カフェ・ノワールのInSituのレビュー・感想・評価

カフェ・ノワール(2009年製作の映画)
4.5
"これは一体何なんだろう...。"というのが第一に抱いた私の実直な感想です。ブリスフリー・ユアーズを初めて観た時に受けた衝撃に近い。
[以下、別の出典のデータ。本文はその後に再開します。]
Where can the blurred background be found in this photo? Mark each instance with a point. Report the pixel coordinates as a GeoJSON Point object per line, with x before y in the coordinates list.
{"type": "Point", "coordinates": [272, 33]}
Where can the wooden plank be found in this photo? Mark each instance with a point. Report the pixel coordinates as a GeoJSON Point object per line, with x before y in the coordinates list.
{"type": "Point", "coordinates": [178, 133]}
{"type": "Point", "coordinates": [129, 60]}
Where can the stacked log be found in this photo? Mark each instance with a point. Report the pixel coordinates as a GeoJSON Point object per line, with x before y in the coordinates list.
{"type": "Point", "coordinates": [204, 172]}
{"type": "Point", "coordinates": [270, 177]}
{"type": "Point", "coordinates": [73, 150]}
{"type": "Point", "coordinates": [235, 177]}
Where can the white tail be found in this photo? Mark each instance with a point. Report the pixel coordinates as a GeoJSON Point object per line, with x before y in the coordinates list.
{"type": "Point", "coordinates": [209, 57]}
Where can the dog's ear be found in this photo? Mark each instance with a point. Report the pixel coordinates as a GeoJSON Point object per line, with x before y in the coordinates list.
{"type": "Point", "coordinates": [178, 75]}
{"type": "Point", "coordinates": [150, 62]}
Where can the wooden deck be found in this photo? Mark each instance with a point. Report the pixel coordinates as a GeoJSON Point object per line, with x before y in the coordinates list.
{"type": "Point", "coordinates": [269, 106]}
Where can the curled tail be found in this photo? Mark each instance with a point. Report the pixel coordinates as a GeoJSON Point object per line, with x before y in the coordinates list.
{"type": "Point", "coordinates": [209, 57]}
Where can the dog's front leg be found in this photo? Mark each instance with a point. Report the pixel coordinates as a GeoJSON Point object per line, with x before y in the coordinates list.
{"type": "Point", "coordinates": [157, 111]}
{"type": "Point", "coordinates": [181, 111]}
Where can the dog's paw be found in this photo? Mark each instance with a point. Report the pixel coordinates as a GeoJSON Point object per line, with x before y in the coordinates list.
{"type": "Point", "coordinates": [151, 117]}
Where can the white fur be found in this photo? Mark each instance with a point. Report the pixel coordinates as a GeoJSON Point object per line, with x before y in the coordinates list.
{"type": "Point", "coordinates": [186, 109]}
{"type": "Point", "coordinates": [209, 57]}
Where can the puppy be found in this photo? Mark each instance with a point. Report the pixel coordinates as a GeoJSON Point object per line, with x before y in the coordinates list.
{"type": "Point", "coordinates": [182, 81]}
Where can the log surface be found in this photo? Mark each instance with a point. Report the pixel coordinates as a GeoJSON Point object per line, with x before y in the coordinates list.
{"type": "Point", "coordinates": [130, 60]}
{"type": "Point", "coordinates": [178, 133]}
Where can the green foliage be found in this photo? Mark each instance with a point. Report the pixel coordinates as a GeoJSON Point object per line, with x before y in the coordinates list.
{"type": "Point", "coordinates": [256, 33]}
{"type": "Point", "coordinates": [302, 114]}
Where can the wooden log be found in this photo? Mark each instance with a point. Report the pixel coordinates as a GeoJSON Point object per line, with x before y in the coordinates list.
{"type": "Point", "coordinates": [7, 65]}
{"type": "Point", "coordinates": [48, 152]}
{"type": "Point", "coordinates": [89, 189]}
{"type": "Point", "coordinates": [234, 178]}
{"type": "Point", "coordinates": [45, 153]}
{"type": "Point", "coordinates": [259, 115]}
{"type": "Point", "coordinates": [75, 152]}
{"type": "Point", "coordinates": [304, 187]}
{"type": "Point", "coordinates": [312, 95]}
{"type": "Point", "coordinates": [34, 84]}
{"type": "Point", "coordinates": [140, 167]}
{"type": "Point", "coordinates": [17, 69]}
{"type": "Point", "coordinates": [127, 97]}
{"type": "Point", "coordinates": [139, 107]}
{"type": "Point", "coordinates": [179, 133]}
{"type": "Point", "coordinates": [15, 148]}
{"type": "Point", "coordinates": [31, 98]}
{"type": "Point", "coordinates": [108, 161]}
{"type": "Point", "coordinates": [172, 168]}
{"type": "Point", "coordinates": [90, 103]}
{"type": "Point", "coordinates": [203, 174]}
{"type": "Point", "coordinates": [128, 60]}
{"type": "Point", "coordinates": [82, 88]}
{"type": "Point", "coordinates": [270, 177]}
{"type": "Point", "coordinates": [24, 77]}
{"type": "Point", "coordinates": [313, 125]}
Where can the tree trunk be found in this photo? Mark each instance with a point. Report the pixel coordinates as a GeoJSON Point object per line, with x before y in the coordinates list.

端的に言えば、この映画はゴダールからジャック・リヴェットまでの一連のヌーヴェルヴァーグ群、ブレッソン、アラン・レネ等のフランスの巨匠達&キアロスタミのクローズアップ(配達少女が乗ってるバイクがモロにラストのアレと殆ど同じ)とかその辺の映画群+ゲーテの若きウェルテルの悩みと、ドストエフスキーの白痴へのオマージュ作品な訳で、中身なんてスカスカどころか、ここまで来たら最早無いに等しいでしょう。無論、猿真似だーとか言って批判する輩がいてもおかしくはないが、こんな怪作を"猿真似"と評すなんてとんでもない。この監督のチョン・ソンイルという方は、とても漫画的な表現を好んでやる方なようで、その彼の独特な表現方法にハマった。水族館のシーン、レゲエのシーン、箱が燃えるシーン、そしてやはり、あのタイトルロールでしょう。こうして羅列してみると名シーンばかりっすね。ゴダールの映画史という映画がありますが、この映画もまた、チョン・ソンイルの映画史なのではないでしょうか。ところで一つ疑問があるんだけど、チョン・ソンイルって誰?